После этого старший лейтенант сказал американцам, что они могут ехать домой. Я вышел в коридор проводить их под присмотром одного из дружинников. Пока они с потерянными лицами пожимали мне на прощание руку, я испытывал крайнюю неловкость, так как думал, что, если не дипломат, то во всяком случае Коренгольд может заподозрить меня в том, что я провокатор, специально подстроивший это свидание.
— А теперь поедем с нами, — сказал старший лейтенант мне и Диме, когда американцы ушли.
— Есть у вас ордер на задержание? — спросил я.
Сначала меня не поняли, оперативникам показалось, что я спрашиваю, есть ли у них машина. Как потом выяснилось, была машина, почему-то замаскированная под грузовое такси. Когда же они поняли, что я спрашиваю про ордер, старший лейтенант даже удивился.
— Какой там ордер, — сказал он, — мы приглашаем просто поговорить.
— Без ордера я не поеду, — сказал я.
— Нет, поедешь.
— Тащите силой, если хотите, — сказал я, — иначе я не поеду.
— Собирайся и поезжай! — внезапно гаркнул капитан Киселев. До сих пор он играл роль молчаливого статиста, но мое упрямство возмутило его. — Ты что, не советский человек, раз не подчиняешься власти?!
— Почему же, я подчиняюсь советской власти, но не вам, — ответил я. Такой иезуитский ответ озадачил участкового.
— Поезжай, не то хуже будет. Поезжай, мы просто с тобой хотим поговорить по-хорошему, — так еще долго уговаривал меня и угрожал мне старший лейтенант, но я твердо решил не ехать. Не потому, что я считал это самым разумным (может быть, это было как раз неразумно), но просто из чувства противоречия и нежелания подчиняться.
Увидев, что я решительно не хочу ехать, старший лейтенант изменил тон.
— Хорошо, — сказал он, — тогда садитесь, вот вам бумага, и подробно напишите, что такого-то числа у вас были такие-то люди с такой-то целью, а затем явилась опергруппа.
— Этого я тоже не буду делать, — сказал я. — Единственное, что я могу написать, что такого-то числа ко мне явились капитан милиции, старший лейтенант угрозыска и двое дружинников с неизвестной мне целью.
— Ну, этого нам не нужно, — раздраженно сказал старший лейтенант. Теперь он занялся Димой Плавинским. У того не было документов, и старший лейтенант потребовал, чтобы я подтвердил, что это действительно Плавинский, Дмитрий Петрович.
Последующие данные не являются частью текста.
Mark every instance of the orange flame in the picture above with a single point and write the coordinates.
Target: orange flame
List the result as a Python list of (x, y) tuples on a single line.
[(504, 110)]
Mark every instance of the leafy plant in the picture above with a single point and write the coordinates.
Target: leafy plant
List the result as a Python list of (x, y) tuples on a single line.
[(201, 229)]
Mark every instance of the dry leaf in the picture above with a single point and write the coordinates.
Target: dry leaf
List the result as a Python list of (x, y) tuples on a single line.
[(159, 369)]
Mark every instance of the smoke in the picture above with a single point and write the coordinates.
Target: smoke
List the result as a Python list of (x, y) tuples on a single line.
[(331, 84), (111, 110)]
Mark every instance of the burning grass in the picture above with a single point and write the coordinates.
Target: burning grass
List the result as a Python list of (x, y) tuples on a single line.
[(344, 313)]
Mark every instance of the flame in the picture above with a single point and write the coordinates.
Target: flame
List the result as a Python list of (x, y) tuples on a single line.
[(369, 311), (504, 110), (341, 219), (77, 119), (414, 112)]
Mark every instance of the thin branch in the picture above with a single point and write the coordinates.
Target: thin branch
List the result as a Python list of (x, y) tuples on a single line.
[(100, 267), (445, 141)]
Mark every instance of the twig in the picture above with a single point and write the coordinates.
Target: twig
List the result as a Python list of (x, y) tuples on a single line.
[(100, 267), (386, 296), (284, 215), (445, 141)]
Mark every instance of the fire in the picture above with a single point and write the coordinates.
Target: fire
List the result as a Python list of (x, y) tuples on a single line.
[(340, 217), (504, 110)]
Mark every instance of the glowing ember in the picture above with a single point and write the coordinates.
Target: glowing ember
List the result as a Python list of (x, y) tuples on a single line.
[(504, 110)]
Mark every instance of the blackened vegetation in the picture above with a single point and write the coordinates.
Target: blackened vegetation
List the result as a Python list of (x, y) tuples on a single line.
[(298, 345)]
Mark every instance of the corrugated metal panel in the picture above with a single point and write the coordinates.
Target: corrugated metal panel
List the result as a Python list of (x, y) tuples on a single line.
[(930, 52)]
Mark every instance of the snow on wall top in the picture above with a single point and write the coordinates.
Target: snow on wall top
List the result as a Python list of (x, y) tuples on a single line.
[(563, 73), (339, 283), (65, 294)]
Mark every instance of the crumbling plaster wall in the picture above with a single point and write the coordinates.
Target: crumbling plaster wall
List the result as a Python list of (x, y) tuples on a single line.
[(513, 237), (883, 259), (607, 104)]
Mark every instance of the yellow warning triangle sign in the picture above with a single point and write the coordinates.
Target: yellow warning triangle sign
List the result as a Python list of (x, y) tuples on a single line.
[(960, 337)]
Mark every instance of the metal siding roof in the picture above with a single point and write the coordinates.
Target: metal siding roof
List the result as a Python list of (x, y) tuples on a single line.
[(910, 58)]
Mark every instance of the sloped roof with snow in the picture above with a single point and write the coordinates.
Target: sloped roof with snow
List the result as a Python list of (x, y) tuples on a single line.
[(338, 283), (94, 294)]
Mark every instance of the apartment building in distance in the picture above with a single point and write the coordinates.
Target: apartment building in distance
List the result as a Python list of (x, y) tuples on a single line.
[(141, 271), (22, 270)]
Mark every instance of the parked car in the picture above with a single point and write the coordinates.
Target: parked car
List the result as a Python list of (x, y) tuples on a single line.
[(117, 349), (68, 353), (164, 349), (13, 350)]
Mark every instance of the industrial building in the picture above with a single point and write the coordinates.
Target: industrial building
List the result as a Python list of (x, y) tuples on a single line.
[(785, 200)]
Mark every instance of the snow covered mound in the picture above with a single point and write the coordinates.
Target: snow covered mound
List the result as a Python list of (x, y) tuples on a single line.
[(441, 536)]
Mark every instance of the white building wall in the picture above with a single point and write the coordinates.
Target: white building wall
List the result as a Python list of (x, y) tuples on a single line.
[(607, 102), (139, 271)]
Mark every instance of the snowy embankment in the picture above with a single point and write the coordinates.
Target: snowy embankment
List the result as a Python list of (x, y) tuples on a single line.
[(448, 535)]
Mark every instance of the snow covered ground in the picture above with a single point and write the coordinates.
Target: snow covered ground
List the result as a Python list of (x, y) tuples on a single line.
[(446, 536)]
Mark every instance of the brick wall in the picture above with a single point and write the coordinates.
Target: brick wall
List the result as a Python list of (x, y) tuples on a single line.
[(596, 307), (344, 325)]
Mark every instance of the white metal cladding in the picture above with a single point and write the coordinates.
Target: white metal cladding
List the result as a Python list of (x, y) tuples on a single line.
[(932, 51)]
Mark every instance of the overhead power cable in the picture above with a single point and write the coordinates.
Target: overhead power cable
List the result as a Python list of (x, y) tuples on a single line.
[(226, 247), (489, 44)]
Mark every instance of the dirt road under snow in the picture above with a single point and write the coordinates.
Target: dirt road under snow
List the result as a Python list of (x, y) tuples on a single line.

Я подтвердил. «В том случае, если это не так, вы понесете ответственность», — сказал озлобившийся старший лейтенант и пошел в соседнюю комнату к отцу, чтобы и тот подтвердил личность Димы. После этого он отпустил Плавинского и вновь принялся уговаривать меня и угрожать мне. Видимо, он надеялся, что, лишившись зрителя, я окажусь податливее. Но я стоял на своем. «Ну, мы с вами еще встретимся», — угрожающе сказал он и вышел. Остальные пошли за ним. Я тоже думал, что так или иначе мне не миновать встречи с ним, но ошибся: до сих пор мы еще не встретились. В дверях оба дружинника, или те, кто выдавал себя за дружинников, почему-то сказали: «Извините за беспокойство». Я извинил.